200 meters is oldish. It should probably last for 2000 but since you just showed that the feeder is fine I would swap out the core next. I would expect a core to last as long as the printer (they are built very well) but Ultimaker considers them consumables - part of the cost of printing. Maybe they are right about that.

Also set all the printing speeds to be the same speed (all 6 or so). Everytime there is a speed change you can get over or under extrusion. And that looks like underextrusion I think. On the outermost layer. Maybe watch it printing very carefully in layer view and see what happens just before it prints that edge (outer most shell only).

Aren't those the begining of the line? So there was this horrible error in the AA 0.8 PLA fast profile that had the option "retract on layer change" checked. For no apparent reason. That was causing horrible underextrusion on my 0.8mm print until I found that (strange) setting checked. I'm wondering if that error (which has since been corrected) somehow made its way into other profiles (ABS).

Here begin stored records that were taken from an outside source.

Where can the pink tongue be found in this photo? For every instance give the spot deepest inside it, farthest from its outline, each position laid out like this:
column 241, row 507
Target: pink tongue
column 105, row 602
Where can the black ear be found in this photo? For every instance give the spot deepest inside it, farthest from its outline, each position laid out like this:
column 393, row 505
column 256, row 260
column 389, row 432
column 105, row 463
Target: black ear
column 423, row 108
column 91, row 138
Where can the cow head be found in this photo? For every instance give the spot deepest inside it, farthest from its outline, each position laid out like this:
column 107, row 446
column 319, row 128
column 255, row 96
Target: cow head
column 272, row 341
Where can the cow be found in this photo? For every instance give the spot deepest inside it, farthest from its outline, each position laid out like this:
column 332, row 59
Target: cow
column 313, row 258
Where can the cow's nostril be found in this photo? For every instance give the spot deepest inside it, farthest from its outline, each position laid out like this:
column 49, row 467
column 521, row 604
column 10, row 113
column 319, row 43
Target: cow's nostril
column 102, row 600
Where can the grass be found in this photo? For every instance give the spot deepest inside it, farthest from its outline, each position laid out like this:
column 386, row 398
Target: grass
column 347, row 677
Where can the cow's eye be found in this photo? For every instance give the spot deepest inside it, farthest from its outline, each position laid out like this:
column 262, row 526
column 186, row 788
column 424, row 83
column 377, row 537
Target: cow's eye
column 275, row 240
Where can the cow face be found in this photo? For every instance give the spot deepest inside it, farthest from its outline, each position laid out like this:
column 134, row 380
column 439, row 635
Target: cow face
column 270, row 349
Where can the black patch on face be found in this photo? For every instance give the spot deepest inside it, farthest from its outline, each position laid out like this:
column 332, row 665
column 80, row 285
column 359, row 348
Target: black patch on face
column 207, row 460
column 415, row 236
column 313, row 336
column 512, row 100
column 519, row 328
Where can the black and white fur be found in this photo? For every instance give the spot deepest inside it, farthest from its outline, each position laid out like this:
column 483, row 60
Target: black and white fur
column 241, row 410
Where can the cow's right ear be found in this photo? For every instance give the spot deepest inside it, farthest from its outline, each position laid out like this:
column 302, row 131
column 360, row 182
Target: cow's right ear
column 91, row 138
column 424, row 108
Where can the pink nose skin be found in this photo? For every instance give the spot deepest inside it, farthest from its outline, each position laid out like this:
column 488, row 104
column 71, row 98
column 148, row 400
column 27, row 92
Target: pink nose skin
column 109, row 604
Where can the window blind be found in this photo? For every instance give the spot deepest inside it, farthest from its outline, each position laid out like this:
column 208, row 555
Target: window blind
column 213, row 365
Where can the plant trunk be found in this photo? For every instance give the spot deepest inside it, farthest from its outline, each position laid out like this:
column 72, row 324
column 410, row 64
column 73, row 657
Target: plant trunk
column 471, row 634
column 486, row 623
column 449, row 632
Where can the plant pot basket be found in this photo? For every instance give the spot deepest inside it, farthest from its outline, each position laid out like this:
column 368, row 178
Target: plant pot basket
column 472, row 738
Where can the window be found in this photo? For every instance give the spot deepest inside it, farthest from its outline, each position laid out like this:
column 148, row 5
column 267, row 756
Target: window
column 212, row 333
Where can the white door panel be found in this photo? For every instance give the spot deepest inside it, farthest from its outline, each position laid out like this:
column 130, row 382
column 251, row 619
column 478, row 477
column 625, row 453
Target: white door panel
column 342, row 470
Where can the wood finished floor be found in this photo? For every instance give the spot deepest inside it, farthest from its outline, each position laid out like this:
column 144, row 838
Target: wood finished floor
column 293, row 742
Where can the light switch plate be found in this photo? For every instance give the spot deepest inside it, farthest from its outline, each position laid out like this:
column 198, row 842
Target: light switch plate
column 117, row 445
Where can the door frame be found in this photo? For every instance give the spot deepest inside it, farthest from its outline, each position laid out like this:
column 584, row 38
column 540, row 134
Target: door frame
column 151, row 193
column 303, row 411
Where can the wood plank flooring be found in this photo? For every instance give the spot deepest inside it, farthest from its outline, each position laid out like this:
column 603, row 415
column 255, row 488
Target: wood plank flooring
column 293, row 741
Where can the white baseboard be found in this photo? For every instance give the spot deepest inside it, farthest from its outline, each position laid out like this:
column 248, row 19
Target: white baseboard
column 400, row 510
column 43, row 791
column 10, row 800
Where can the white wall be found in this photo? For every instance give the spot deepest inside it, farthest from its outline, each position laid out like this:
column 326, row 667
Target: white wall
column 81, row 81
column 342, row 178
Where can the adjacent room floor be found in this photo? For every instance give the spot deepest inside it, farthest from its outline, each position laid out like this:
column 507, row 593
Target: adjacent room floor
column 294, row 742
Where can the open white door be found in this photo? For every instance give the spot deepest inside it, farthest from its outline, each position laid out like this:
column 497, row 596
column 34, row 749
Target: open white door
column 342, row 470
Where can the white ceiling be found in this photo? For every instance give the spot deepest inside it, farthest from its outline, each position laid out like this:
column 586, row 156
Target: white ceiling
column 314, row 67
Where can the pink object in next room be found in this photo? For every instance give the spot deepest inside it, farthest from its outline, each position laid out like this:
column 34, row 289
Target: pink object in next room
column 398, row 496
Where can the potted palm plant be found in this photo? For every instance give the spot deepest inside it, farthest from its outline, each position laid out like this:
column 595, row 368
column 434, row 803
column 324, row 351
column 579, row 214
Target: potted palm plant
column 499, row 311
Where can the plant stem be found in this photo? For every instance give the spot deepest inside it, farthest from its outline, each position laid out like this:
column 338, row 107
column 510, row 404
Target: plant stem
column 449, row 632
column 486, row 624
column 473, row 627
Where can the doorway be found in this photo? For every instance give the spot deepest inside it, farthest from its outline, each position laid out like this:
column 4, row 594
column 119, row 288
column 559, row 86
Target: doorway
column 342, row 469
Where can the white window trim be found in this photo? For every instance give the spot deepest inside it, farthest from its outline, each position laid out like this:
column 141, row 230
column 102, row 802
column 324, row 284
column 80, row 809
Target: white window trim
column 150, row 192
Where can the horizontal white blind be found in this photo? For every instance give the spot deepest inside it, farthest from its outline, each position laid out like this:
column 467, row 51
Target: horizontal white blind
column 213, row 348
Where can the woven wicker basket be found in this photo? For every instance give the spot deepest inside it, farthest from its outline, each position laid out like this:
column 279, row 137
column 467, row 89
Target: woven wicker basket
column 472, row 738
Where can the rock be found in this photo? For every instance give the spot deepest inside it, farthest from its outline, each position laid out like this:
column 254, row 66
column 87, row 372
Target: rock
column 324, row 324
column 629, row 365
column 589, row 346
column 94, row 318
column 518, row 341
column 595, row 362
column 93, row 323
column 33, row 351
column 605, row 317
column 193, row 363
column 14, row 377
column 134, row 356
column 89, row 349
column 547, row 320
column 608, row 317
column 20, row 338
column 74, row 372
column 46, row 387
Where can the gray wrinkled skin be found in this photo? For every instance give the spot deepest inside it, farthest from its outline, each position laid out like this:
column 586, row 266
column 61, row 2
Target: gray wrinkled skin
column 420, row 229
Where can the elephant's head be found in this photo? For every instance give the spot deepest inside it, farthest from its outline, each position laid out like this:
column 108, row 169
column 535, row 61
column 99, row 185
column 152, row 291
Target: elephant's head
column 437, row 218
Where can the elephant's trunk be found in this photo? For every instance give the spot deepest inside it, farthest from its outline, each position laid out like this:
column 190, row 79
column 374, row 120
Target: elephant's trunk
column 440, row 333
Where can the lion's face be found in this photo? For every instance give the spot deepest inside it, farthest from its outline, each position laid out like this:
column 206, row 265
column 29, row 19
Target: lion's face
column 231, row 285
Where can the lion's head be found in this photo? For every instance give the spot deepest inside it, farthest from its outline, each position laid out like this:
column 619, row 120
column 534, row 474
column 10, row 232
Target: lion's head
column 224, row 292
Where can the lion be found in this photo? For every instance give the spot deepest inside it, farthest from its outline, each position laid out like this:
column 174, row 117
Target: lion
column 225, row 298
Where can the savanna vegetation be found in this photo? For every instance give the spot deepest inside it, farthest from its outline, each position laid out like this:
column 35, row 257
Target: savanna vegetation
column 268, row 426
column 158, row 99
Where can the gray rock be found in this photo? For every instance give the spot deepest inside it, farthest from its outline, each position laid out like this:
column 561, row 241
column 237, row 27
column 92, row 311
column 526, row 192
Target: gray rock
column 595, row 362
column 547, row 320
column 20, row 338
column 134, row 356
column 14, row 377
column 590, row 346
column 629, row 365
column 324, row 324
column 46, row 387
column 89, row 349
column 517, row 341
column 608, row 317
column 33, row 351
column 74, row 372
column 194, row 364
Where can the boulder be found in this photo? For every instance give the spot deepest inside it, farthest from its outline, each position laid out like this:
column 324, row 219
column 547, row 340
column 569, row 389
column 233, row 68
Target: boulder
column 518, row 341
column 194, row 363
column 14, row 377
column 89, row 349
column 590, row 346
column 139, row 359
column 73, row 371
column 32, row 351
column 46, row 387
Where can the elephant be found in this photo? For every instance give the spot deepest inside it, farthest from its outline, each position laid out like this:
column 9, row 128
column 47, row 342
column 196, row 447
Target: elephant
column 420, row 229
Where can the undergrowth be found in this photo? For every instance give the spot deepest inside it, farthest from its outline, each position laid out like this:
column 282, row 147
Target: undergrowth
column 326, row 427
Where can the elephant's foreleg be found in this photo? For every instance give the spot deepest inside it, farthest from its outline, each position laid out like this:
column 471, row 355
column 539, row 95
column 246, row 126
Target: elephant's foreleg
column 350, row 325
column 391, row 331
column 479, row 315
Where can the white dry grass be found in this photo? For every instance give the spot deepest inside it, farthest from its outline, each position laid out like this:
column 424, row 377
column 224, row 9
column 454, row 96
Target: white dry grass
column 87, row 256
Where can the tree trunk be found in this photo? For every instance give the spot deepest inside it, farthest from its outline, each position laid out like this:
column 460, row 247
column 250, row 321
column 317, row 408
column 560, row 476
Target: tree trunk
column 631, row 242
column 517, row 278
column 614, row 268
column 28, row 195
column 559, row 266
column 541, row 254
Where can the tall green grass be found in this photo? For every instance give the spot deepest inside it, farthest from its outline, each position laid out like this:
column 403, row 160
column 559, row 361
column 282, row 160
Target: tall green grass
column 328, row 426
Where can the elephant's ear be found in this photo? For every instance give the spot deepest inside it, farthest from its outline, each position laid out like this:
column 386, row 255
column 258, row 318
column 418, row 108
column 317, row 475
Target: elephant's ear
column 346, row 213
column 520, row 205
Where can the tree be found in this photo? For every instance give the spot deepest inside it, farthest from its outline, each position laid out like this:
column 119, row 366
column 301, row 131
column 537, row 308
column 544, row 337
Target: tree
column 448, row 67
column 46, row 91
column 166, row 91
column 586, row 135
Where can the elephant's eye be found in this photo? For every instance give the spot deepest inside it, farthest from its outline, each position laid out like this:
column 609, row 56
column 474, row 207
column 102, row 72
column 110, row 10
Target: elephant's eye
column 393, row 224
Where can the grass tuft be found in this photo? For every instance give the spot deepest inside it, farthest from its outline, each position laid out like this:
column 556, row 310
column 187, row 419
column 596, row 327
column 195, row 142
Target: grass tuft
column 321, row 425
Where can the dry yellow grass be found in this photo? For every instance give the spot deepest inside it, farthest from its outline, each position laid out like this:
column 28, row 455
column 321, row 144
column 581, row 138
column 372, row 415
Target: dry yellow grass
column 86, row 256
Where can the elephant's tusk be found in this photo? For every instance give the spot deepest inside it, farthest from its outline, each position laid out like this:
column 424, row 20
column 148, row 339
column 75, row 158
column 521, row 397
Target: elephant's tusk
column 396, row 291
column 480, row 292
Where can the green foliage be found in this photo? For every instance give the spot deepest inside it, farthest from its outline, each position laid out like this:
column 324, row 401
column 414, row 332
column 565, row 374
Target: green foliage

Try checking "outer before inner" and set ALL printing speeds to 35mm/sec (no speed changes allowed). Travel speed should be fast - 150 to 300mm/sec

I took another look at the photos. Make sure all the printing speeds are the same speed! There's like 6 printing speeds (leave travel speed fast - 150 to 300mm/sec). Also try cleaning the top 2 inches of the Z screw (where it is used to print these shield holders). Make sure to get all three grooves as the UM3 and S5 have triple helix.